A proposta do Conselho Nacional de Secretários de Estado de Agricultura de unificar a campanha nacional de vacinação contra a febre aftosa está sendo tema de debate entre pecuaristas e profissionais do setor.


 


A idéia é que a campanha de vacinação contra aftosa seja unificada em todo país, sendo realizada no mesmo período em todo território nacional. De acordo com a reinvidicação do Conselho ao Ministério da Agricultura, a campanha seria realizada nos meses de maio e novembro em todos os Estados, a exceção do Rio Grande do Sul e da Ilha de Marajo.
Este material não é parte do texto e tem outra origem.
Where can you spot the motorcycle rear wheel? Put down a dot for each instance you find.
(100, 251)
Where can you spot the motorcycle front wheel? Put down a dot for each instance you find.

Atualmente, no Espírito Santo a campanha acontece nos meses de março e setembro.


 


Na última sexta-feira (07), em entrevista ao programa Campo Vivo da Rádio Globo Linhares, o responsável pelo programa de Febre Aftosa do Instituto de Defesa Agropecuária e Florestal do Espírito Santo, Antonio Carlos de Souza, avaliou a proposta.


 


O médico veterinário acredita que a unificação é um pouco difícil em função de vários aspectos. “Principalmente, tendo como base a própria capacidade de produção de vacina. Com a vacinação acontecendo em todo país no mesmo período, tudo concentrado, seria uma produção muito grande, e correria o risco das vacinas não passarem no teste”, afirmou.


 


Souza destacou ainda os aspectos relacionados a determinadas regiões e os circuitos pecuários. “Cada circuito pecuário é composto de cinco, seis, sete estado agrupados pelo seu sistema de produção. Então fica difícil jogar todo mundo na mesma data. Um exemplo clássico são os Estados do Mato Grosso e Mato Grosso do Sul que tem o problema da cheia do Pantanal”.


 


Apesar da dificuldade de unificar a campanha de vacinação, o veterinário acredita que para o Estado capixaba poderia ser mais favorável a troca de período de vacinação. “Pode ocorrer a mudança de datas nos circuitos pecuários. Para o ES poderia ser melhor vacinar em maio e novembro porque, normalmente, estamos saindo do período de seca e facilita o produtor no manejo com os animais para vacinar.


 


Mas Souza ressalta que essa mudança depende de um acordo com os estados que integram o circuito pecuário leste (RJ, parte de MG, BA, SE e ES). “Vejo maior possibilidade em mudar a época de vacinação em cada circuito. Unificação fica difícil”, finaliza.